Selectively tabulating columns based on name
Hi -
I'm trying to add column values based on the column name containing a specific word.
For example, here is a sample dataset that shows for each company, what the lead source was and count:
Deal Name | Paid-LinkedIn-TopTen | Paid-PPC-Display | Paid-LinkedIn-Trends |
Apple | 3 | 0 | 1 |
IBM | 0 | 1 | 0 |
1 | 1 | 0 |
This is showing that Apple deal originated from 3 people at apple clicking the "top ten" linked in ad, and one person clicking the "Trends" linkedin ad. In the real dataset, there are about 60 different lead sources (columns).
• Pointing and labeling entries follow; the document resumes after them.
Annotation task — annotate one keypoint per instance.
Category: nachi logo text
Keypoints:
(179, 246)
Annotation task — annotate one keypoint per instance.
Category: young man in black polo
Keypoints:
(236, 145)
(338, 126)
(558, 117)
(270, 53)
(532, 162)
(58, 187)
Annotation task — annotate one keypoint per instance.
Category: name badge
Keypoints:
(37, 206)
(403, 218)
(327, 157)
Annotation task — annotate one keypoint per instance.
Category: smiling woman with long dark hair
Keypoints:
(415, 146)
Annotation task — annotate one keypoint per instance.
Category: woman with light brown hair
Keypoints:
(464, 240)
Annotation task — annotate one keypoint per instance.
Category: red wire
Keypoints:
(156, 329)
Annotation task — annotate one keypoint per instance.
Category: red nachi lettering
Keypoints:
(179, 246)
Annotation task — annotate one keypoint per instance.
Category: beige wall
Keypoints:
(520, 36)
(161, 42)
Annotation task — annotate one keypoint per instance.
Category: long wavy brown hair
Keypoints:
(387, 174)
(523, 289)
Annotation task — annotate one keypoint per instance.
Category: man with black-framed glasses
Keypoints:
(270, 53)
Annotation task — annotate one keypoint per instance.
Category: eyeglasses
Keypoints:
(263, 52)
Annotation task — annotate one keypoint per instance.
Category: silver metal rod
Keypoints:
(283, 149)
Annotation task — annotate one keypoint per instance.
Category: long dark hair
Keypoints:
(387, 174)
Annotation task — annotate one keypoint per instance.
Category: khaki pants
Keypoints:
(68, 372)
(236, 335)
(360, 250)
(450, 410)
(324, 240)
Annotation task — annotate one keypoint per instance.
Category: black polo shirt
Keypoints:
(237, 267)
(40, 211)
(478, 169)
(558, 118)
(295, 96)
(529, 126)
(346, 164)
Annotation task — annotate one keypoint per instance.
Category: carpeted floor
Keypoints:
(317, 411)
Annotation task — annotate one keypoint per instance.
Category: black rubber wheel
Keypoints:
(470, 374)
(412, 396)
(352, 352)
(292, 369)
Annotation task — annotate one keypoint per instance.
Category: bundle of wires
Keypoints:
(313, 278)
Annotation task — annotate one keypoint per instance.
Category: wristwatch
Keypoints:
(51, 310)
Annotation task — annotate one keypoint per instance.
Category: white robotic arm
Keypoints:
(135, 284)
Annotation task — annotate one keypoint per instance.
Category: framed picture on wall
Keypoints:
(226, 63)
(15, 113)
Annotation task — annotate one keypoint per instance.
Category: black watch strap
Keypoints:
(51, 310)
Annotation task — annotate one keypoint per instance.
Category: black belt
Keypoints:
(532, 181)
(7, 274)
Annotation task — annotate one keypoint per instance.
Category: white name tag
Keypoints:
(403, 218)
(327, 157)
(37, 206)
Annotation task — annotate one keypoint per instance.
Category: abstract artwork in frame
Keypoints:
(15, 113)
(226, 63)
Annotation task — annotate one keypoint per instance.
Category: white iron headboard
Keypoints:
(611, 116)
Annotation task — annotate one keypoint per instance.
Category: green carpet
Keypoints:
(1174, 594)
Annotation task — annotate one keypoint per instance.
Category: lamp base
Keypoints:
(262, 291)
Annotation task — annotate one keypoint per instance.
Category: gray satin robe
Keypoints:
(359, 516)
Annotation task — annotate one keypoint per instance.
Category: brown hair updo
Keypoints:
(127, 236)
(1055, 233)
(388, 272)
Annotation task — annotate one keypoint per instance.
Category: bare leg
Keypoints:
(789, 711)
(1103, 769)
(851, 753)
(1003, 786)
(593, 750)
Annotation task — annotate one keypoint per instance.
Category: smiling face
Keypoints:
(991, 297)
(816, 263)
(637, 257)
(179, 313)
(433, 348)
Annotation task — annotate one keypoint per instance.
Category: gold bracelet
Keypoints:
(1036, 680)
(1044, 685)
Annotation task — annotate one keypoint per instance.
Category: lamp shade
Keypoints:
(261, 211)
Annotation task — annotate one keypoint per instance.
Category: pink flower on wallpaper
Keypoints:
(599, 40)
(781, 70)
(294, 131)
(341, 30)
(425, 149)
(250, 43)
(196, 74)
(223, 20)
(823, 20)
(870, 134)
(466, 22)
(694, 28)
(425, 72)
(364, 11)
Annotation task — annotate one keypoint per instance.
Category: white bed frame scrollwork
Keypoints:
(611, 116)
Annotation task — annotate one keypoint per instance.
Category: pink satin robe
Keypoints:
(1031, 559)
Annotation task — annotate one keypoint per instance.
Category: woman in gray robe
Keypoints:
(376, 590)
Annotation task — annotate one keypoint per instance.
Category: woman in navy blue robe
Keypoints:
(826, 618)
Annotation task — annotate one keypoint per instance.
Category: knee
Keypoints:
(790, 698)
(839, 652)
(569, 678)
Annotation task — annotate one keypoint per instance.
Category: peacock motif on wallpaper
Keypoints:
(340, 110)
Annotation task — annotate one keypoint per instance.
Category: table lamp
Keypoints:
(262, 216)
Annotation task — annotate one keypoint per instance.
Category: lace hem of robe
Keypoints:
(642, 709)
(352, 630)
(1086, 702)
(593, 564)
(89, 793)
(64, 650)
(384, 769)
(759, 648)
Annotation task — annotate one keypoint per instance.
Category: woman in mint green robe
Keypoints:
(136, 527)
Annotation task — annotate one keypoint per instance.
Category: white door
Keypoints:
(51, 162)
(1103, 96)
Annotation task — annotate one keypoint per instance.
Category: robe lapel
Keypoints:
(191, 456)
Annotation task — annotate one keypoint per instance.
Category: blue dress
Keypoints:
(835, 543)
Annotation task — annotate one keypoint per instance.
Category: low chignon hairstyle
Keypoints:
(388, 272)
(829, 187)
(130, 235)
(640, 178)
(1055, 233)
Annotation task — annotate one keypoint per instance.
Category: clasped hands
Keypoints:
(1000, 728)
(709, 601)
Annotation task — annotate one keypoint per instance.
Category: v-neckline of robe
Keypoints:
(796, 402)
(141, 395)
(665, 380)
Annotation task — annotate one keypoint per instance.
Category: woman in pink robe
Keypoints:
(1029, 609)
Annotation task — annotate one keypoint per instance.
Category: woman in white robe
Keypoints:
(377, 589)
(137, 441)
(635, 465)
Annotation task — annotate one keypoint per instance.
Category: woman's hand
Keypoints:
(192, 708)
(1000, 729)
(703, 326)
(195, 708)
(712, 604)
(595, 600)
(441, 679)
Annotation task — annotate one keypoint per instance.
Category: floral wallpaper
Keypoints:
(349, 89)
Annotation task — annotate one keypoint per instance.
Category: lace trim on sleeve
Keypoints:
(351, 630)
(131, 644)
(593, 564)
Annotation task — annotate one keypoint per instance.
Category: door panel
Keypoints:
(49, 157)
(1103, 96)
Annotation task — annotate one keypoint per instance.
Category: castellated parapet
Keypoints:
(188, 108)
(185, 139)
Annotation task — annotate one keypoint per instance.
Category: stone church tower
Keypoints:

The output I'm seeking is: "For each deal show how many contacts came from linkedin", or more specifically referencing the above data set "For each deal, add together the numbers in every column where the column name contains 'LinkedIn'"
The output from the above table should be:
All LinkedIn Sources | |
Apple | 4 |
IBM | 0 |
1 |
I'd appreciate any pointers of how I could go about trying to derive that.
Thanks
Chris
Best Answer
-
Manuel Alpha Tester, Dataiker Alumni, Dataiku DSS Core Designer, Dataiku DSS ML Practitioner, Dataiku DSS Core Concepts, Dataiku DSS Adv Designer, Registered Posts: 193 ✭✭✭✭✭✭✭
Hi,
In a prepare recipe, you can use the "fold multiple columns by pattern" processor to transform your data from wide to long format. Use the smart pattern builder to fold only the columns that start with "Paid-Linkedin".
Then you can use a Group recipe with your key (Deal Name), adding the values from the fold value column.
Tell me if this helps.
Best regards
Answers
-
Wow ... brilliant. That does the trick nicely. Thanks so much for the tip.